Alice-Azania Jarvis: Latvia is a small country with a big history

'For you. From Latvia." Our taxi driver leaned forward to hand over a punnet of strawberries. So much for the superiority of English strains; these were the best I'd tasted by a long way. The gesture – made midway through a journey from Riga to the spa town of Jurmala – had involved a mini detour to an outdoor market where everything, we were strenuously assured, was locally produced: Latvian cucumbers, Latvian yoghurt, Latvian curd, Latvian strawberries.

It was a pattern that was repeated time and time again: little gifts bestowed with pride and the words "it's Latvian." When I expressed my fondness for the home-made pastries that accompanied one meal, I was presented with three boxes full by the host (three too many, cried my conscience, though my appetite was inclined to disagree.) Admiring a display of sweet peas on one of dozens of street-side stands, I was promptly assured of their home-grown status and invited to choose a bunch, free of charge. Generosity and local pride: it's an attractive combination. An effective one too; I'm already planning a return visit to the self-styled "Capital of the North."

Surely, I pondered, this constant self-assertion must be rooted in the country's history. Dominated by foreign powers – first the Russians, then the Germans, then the Russians again – until 1991, Latvia had enjoyed nation status, in the concrete, autonomous sense of the word, only fleetingly. Tasked with the challenge of nation-building, the modern state has attempted a variety of identity-assuming initiatives. The results haven't always been successful; there have been misguided attempts to enforce Latvian-language education, despite the strong minority of Russian speakers, and flirtations with stringent citizenship restrictions.

Indeed, throughout our visit the past loomed large. Wandering the streets of Riga's Old Town, circling the famous Freedom Monument, visiting the rural holiday homes of the Russian Politburo, I struggled to recall a visit to any region that had been quite so conditioned by its history. One subject, though, was conspicuous in its absence: the not-so-dismissible matter of the country's occupation by the Nazis.
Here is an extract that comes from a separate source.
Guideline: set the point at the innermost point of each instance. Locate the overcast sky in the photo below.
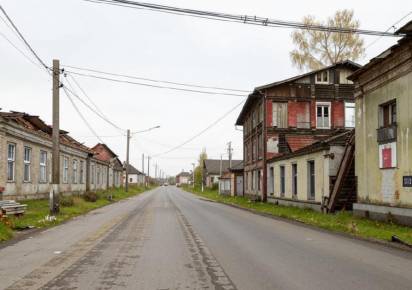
(166, 47)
Everywhere we went, the Soviet era was memorialised; evidence of the Latvian Holocaust, however, remained elusive.

The question of how, exactly, to remember those years – a small part of the country's history if longevity is your measure, an enormous one if it's a matter of continental significance – has occupied national debate for some time. Since Mr Cameron's association with Latvia's Freedom and Fatherland party within the European Conservatives and Reformists Group, it has extended to the international arena. In March, when veterans of the Nazi-allied Latvian Legion participated in their annual walk to Riga's Freedom monument, David Miliband declared the event "nauseating."

No doubt much of the fault was ours; it was, after all, just a flying visit. Reflecting on the subject at the end of my stay, I was recommended the "Jews in Latvia," museum; regrettably, our time was up. Still, the contrast with the attention paid to other eras was striking. Inevitably, if nation-building is the task at hand, it's a matter that must be resolved – sooner rather than later.

Punk's old tunes really are the best ones

Green Day long ago left behind the raucous, poetic punk that won my adolescent affection (not to mention acted as gateway to the genre's back catalogue).

Now, two decades into their career, they have become little more than an above-average American pop act, spouting run-of-the mill anti-establishmentisms and colour-by-numbers expressions of angst. Judging from the reviews of their recent mega-selling gig at Wembley Stadium, though, they do, at least, know it.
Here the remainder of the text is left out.